Currently my house has a natural gas-burning hot water heater, with a 40 gallon (150 liter) tank. Given the vintage, the efficiency of this heater is likely around 80%. A new, drop-in replacement would be over 95% efficient, based on what's on the market now.

However, as I'm considering this upgrade, I also want to evaluate the possibility of a solar thermal system.

What tools and resources are available for me to understand if a solar hot water system makes sense for my situation? Will the cost savings and/or environmental benefit justify the added expense?

Some notes on my house and needs:

  • Two people live in the home
  • We've never run out of hot water (150 liters is more than sufficient)
  • Hot water is used for showers, hand-washing, and our small dishwasher
  • The south face of our roof is unshaded
  • It seems like this could reasonably be broadened to a consideration of all widely-available domestic hot water systems? For example, what about heat pump hot water heaters? Or resistive electric + PV? Commented Apr 6, 2019 at 14:15

1 Answer 1


With today's prices, it's cheaper to install PV panels and generate electricity, then just use a standard electric water heater.

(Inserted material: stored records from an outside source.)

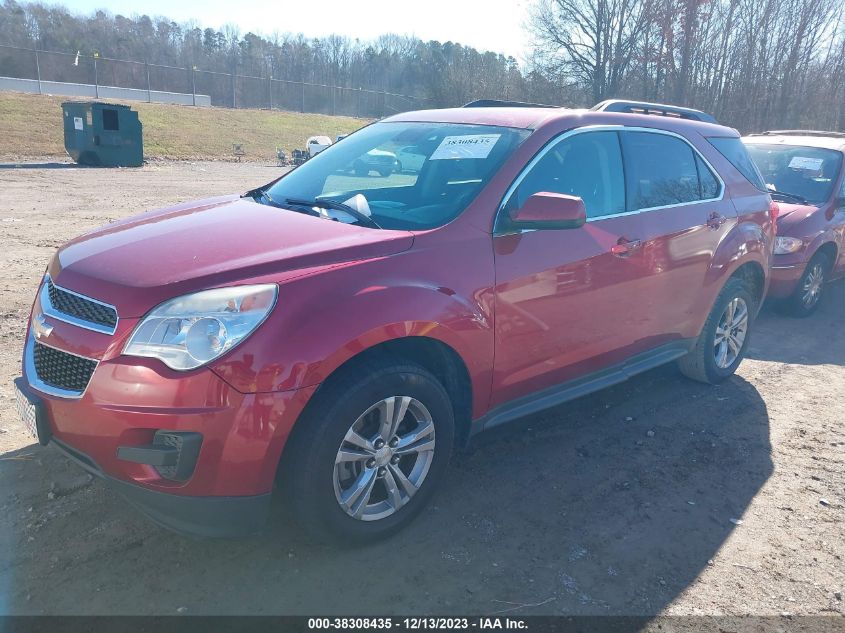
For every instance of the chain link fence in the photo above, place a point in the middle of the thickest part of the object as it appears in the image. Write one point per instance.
(228, 90)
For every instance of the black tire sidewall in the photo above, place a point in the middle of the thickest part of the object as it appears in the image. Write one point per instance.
(732, 290)
(314, 489)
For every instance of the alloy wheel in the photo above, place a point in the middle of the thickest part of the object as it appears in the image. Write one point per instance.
(384, 458)
(731, 332)
(811, 290)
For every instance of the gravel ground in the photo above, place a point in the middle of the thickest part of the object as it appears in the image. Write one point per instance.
(659, 496)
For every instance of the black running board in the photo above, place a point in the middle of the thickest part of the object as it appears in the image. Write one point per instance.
(559, 394)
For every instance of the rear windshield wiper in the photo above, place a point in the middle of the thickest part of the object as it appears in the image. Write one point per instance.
(788, 196)
(325, 203)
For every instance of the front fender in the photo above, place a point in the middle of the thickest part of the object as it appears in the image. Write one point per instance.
(748, 241)
(321, 322)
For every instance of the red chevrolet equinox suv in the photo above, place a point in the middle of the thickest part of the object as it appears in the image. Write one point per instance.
(339, 333)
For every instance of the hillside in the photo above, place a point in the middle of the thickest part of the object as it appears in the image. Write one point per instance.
(31, 128)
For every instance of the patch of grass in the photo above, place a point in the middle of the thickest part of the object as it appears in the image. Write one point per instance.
(31, 127)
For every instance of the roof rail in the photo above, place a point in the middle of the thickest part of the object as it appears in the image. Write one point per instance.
(799, 133)
(497, 103)
(643, 107)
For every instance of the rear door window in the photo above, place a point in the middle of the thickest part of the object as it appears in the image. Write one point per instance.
(587, 165)
(734, 150)
(663, 170)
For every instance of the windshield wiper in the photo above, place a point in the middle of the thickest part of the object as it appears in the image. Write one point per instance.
(325, 203)
(788, 196)
(260, 194)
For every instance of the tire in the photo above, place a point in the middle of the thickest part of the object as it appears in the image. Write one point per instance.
(810, 289)
(706, 362)
(316, 483)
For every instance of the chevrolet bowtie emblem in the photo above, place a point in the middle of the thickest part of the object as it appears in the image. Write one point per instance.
(40, 326)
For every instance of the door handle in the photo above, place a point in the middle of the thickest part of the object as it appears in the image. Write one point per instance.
(715, 220)
(624, 247)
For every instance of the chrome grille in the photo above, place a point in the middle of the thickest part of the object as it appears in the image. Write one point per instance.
(62, 370)
(81, 307)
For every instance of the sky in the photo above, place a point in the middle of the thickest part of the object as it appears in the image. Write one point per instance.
(487, 25)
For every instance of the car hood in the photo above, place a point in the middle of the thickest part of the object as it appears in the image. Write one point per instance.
(139, 262)
(793, 213)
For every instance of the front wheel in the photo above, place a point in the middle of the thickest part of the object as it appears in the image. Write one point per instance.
(724, 339)
(808, 295)
(370, 453)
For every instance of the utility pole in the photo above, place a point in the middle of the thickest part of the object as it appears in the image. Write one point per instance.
(149, 91)
(194, 84)
(38, 70)
(96, 79)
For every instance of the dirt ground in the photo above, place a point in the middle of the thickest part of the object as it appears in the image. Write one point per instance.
(659, 496)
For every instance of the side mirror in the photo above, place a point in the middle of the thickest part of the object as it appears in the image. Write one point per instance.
(550, 211)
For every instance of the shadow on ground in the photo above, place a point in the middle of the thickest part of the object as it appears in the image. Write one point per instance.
(42, 166)
(612, 504)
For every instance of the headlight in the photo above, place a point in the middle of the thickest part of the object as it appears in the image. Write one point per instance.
(784, 245)
(192, 330)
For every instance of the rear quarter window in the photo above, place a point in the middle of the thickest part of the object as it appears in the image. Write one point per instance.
(734, 150)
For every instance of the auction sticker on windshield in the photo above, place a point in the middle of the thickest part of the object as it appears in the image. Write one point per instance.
(806, 164)
(468, 146)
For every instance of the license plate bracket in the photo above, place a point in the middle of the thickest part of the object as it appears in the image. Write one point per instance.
(32, 411)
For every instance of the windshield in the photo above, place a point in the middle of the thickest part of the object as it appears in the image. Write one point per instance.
(806, 172)
(407, 176)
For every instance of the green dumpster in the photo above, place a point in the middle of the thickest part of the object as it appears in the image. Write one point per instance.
(103, 134)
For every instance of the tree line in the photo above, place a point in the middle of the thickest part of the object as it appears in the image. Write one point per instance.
(754, 64)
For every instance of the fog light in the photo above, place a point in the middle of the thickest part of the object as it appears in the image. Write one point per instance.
(187, 446)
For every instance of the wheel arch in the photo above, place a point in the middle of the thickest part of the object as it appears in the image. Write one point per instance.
(753, 274)
(830, 249)
(435, 356)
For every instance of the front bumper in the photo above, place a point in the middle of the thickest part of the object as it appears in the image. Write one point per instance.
(199, 516)
(129, 401)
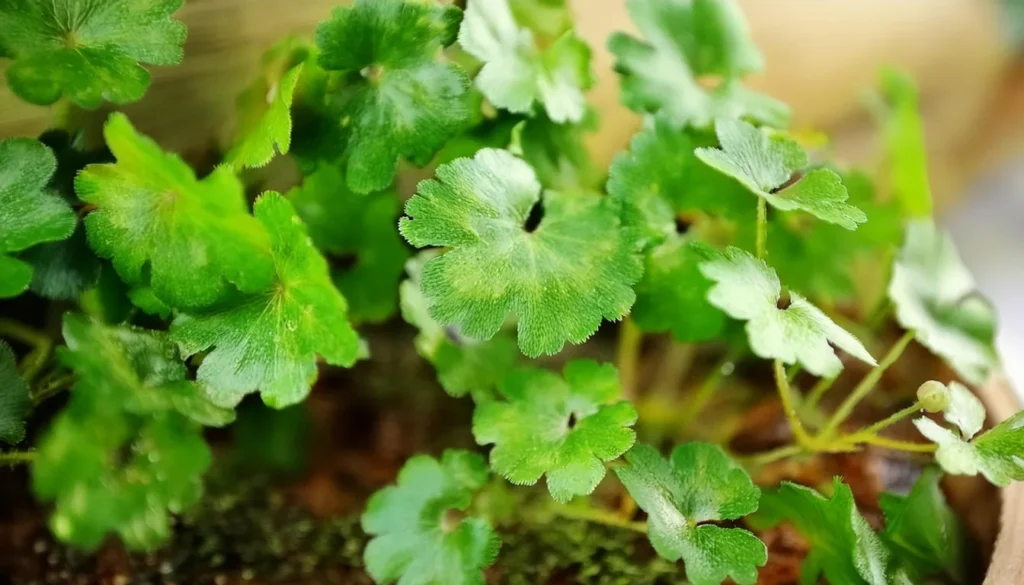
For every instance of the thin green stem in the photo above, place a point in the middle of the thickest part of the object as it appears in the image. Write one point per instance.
(600, 516)
(762, 242)
(790, 407)
(628, 357)
(866, 385)
(895, 445)
(818, 390)
(706, 390)
(889, 421)
(52, 387)
(774, 455)
(41, 345)
(16, 457)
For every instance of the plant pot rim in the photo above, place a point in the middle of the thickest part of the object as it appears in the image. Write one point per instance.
(1007, 566)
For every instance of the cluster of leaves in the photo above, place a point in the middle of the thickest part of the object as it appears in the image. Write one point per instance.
(714, 215)
(922, 537)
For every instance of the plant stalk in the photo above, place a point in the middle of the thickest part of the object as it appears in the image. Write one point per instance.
(628, 357)
(762, 242)
(599, 516)
(790, 407)
(866, 385)
(16, 457)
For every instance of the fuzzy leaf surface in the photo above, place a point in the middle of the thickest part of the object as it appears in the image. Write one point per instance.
(995, 453)
(30, 212)
(937, 297)
(924, 531)
(128, 449)
(264, 125)
(564, 427)
(397, 95)
(87, 50)
(463, 365)
(14, 402)
(154, 217)
(697, 485)
(358, 227)
(517, 73)
(66, 268)
(268, 341)
(413, 543)
(763, 164)
(844, 548)
(684, 40)
(557, 279)
(748, 289)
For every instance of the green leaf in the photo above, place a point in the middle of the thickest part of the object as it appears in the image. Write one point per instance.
(268, 341)
(14, 402)
(65, 269)
(557, 279)
(763, 164)
(563, 428)
(517, 73)
(673, 294)
(463, 365)
(748, 289)
(415, 540)
(936, 296)
(686, 40)
(965, 410)
(193, 236)
(995, 453)
(840, 256)
(397, 97)
(659, 177)
(904, 144)
(264, 125)
(697, 485)
(87, 50)
(924, 531)
(30, 212)
(557, 153)
(360, 228)
(844, 547)
(127, 451)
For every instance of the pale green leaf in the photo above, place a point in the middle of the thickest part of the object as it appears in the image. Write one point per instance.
(127, 451)
(264, 124)
(697, 485)
(463, 365)
(562, 427)
(748, 289)
(154, 216)
(764, 164)
(686, 40)
(414, 542)
(361, 230)
(268, 341)
(936, 296)
(396, 96)
(556, 278)
(517, 73)
(844, 548)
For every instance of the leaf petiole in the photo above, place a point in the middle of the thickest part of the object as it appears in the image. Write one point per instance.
(866, 385)
(598, 515)
(41, 345)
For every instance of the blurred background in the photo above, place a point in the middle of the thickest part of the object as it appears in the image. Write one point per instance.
(822, 57)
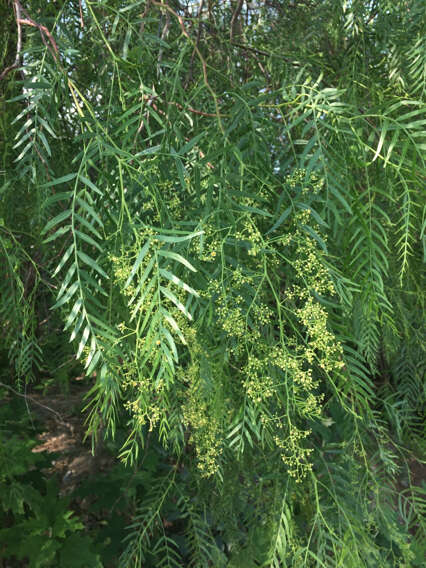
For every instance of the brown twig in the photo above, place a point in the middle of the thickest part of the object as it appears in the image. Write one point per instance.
(27, 397)
(15, 64)
(81, 14)
(197, 43)
(198, 52)
(234, 19)
(28, 21)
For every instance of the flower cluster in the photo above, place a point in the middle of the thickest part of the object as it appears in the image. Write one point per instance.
(294, 455)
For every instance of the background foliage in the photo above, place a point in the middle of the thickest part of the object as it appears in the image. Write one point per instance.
(221, 204)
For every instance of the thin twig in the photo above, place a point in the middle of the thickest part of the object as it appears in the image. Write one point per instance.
(234, 19)
(198, 52)
(15, 64)
(30, 398)
(81, 14)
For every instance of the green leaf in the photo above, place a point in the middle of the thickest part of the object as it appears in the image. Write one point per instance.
(177, 257)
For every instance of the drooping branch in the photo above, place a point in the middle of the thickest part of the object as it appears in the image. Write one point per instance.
(28, 21)
(15, 64)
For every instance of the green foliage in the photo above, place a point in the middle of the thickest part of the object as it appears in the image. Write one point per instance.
(36, 527)
(224, 205)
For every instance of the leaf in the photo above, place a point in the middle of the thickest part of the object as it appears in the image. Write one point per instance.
(176, 302)
(60, 180)
(177, 281)
(64, 259)
(90, 184)
(176, 256)
(56, 220)
(141, 255)
(67, 296)
(90, 262)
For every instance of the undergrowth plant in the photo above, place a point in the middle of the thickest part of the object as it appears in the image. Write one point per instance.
(224, 204)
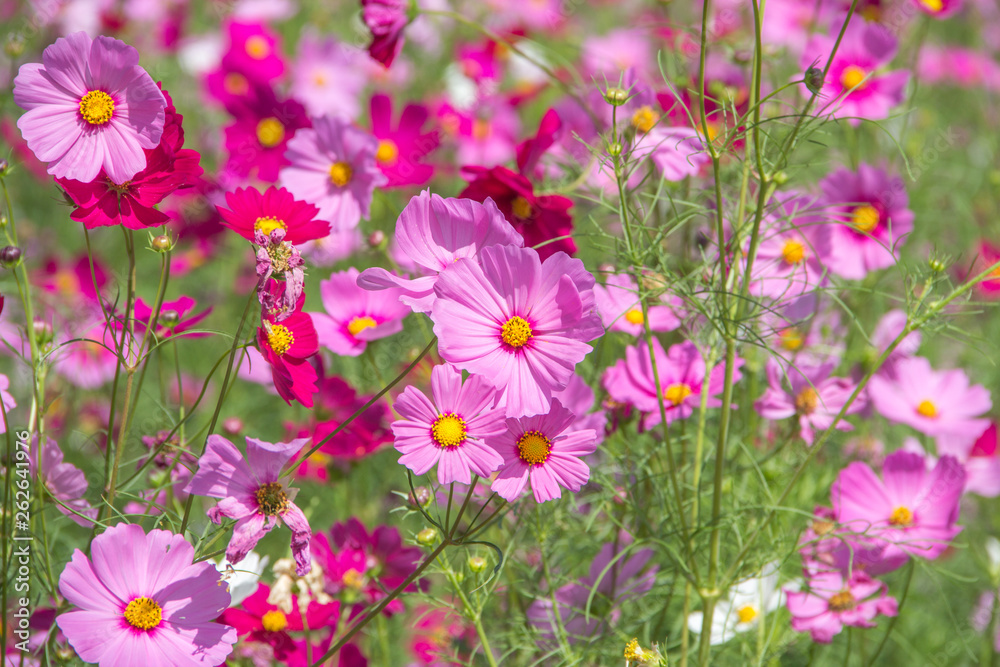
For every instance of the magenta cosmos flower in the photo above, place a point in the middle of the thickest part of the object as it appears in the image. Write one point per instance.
(333, 167)
(870, 209)
(853, 89)
(141, 598)
(449, 430)
(434, 232)
(682, 376)
(254, 212)
(541, 449)
(517, 321)
(912, 510)
(355, 315)
(250, 492)
(933, 402)
(89, 106)
(834, 600)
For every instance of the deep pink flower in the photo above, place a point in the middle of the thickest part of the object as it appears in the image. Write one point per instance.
(913, 511)
(518, 321)
(449, 430)
(89, 106)
(833, 600)
(434, 232)
(933, 402)
(141, 595)
(355, 315)
(250, 491)
(541, 449)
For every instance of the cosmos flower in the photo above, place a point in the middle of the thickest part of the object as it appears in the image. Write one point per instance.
(250, 491)
(518, 321)
(450, 429)
(89, 106)
(142, 595)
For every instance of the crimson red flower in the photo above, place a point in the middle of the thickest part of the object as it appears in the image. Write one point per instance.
(538, 219)
(252, 212)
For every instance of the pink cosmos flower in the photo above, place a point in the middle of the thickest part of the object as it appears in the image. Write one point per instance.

This has the advantage that it actually works better in the winter when it's cold out. Plus any surplus energy generated can be used for other purposes. Surplus heat from solar thermal systems can be a problem in some cases requiring additional equipment to get rid of the surplus energy.

In addition to being cheaper initially, it is easier to maintain, no antifreeze to replace and no pumps/controls to wear out. Plus (eventually) the water tank will need to be replaced. Replacing a standard electric tank will typically be significantly cheaper than replacing a special purpose solar thermal tank.

Note: if you live in a tropical area where the temperature never get's below 40 deg F, then you might be able to use a solar "batch" water heater which would eliminate all the issues I listed above.